下町にも立ち始めた「タワマン」「億ション」 一体どんな層が購入しているのか(1/4 ページ)
マンション価格の高騰がとまらない。かつて湾岸部に立つことが多かったものの、近年は下町にも建設されることが増えている。一体どんな層が購入しているのだろうか。
著者プロフィール
山口伸
経済・テクノロジー・不動産分野のライター。企業分析や都市開発の記事を執筆する。取得した資格は簿記、ファイナンシャルプランナー。
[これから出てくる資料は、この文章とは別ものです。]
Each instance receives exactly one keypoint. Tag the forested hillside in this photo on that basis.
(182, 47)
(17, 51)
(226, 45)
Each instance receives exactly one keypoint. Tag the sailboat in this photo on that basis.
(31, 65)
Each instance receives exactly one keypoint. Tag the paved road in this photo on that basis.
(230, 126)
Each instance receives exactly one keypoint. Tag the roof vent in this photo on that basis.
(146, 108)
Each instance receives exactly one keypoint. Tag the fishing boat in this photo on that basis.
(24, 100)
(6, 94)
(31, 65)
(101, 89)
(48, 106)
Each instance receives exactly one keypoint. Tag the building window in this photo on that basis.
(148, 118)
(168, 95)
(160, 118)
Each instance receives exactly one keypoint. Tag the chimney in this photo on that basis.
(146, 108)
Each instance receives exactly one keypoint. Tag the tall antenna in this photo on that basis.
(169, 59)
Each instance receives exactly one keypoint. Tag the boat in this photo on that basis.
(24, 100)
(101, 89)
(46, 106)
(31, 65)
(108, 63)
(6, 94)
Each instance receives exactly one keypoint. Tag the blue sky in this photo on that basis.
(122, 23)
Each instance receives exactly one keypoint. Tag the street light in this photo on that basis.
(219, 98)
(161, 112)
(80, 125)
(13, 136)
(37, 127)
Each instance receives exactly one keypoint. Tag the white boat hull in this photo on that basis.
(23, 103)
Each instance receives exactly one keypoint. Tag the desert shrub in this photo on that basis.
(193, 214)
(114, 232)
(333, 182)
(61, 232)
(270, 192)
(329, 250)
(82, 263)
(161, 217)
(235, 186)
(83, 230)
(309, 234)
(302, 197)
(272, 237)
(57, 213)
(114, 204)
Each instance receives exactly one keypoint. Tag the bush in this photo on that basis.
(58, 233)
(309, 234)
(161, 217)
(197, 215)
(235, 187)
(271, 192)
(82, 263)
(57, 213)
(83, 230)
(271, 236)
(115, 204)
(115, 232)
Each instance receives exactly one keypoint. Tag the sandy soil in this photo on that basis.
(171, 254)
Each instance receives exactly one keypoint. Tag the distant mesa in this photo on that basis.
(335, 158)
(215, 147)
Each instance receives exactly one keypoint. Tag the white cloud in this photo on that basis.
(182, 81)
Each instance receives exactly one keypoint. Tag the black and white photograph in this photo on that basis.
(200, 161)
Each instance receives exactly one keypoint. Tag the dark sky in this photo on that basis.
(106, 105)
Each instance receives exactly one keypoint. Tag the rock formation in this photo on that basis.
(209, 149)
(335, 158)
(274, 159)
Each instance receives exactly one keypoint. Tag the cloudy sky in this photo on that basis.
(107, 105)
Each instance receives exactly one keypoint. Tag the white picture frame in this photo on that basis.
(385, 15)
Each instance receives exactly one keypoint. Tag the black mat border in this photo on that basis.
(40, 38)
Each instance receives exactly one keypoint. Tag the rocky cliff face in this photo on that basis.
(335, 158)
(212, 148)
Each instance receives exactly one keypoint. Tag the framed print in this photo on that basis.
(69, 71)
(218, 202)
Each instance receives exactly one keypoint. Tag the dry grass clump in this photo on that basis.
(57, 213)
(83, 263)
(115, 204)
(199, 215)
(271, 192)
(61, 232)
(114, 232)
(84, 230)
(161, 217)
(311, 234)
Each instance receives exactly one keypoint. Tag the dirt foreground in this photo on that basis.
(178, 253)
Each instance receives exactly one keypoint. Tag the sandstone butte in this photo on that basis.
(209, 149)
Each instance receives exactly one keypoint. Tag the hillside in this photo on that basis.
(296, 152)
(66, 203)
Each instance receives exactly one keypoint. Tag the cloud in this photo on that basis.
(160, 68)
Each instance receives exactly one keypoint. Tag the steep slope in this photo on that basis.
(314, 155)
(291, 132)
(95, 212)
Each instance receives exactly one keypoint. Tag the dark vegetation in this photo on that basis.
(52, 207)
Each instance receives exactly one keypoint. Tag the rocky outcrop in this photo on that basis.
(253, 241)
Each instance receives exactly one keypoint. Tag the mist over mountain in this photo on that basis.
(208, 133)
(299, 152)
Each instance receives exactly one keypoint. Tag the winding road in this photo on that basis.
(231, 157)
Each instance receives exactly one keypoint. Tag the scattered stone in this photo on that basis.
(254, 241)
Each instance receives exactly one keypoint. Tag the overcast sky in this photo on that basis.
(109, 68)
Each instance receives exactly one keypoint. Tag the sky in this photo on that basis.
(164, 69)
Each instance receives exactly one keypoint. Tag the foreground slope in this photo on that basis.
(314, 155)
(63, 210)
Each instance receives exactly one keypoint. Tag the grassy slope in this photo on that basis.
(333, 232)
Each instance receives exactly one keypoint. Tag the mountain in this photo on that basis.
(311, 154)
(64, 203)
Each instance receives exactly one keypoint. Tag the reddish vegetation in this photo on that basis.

趣味は経済関係の本や決算書を読むこと。 X:@shin_yamaguchi_
「億ション」といえば高価な富裕層向けのマンションを意味する言葉だが、都内の新築では多くが億ションという状況になりつつある。23区内における新築マンション1戸当たりの平均価格は2017年に7000万円を突破し、2023年には1億円を超えた。
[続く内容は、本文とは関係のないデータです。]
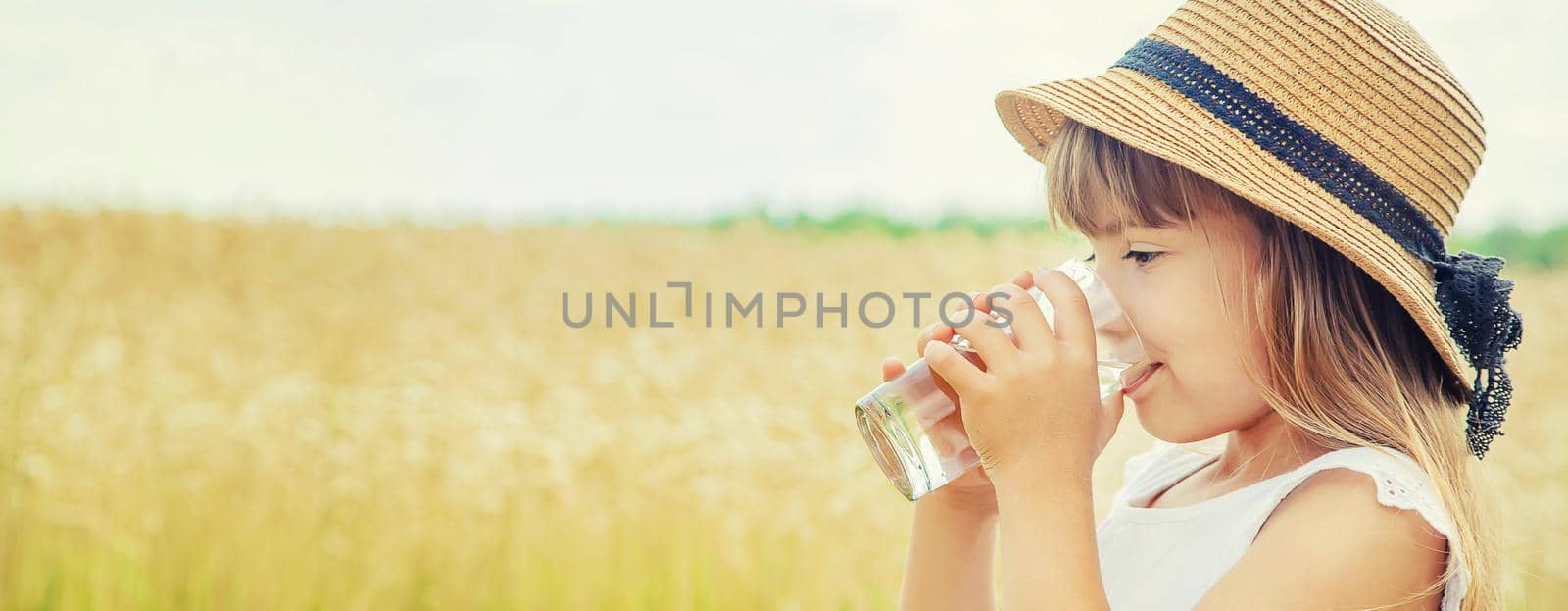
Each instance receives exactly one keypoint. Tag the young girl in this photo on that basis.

23区内のマンション価格はなぜここまで高騰し、そして誰が買っているのか。億ションの実態に迫る。
23区と神奈川の「価格差」は10年で3000万円も増加
東京23区内の新築マンション価格は、この10年で倍近くまで上昇した。不動産経済研究所によると、2015年の平均価格は6732万円だったが、2017年に7000万円を超え、2023年に初の1億円超え。2024年も1億1181万円と大台をキープしている。
首都圏では特に23区内の上昇が著しく、2024年の平均価格は神奈川で6432万円、埼玉・千葉で5000万円台半ばだ。2015年における神奈川県内の平均価格は5000万円弱だったため、東京23区と神奈川の価格差は直近10年間で約1700万円から約4700万円まで拡大したことになる。23区内では2025年1〜2月に1億円を下回りかけたものの、3月に1億4939万円と急上昇した。港区など都心部で高額物件の供給が相次いだことが背景にある。
かつてマンション価格では「5000万円」が一つの基準だったが、今では3LDKでそれ以下の物件を探そうとすると、八王子以西や桶川以北など、都心から1時間以上のエリアまで離れる必要がある。分譲マンションは一般家庭では手を出しにくくなっており、賃貸へのシフトで家賃相場も上昇している。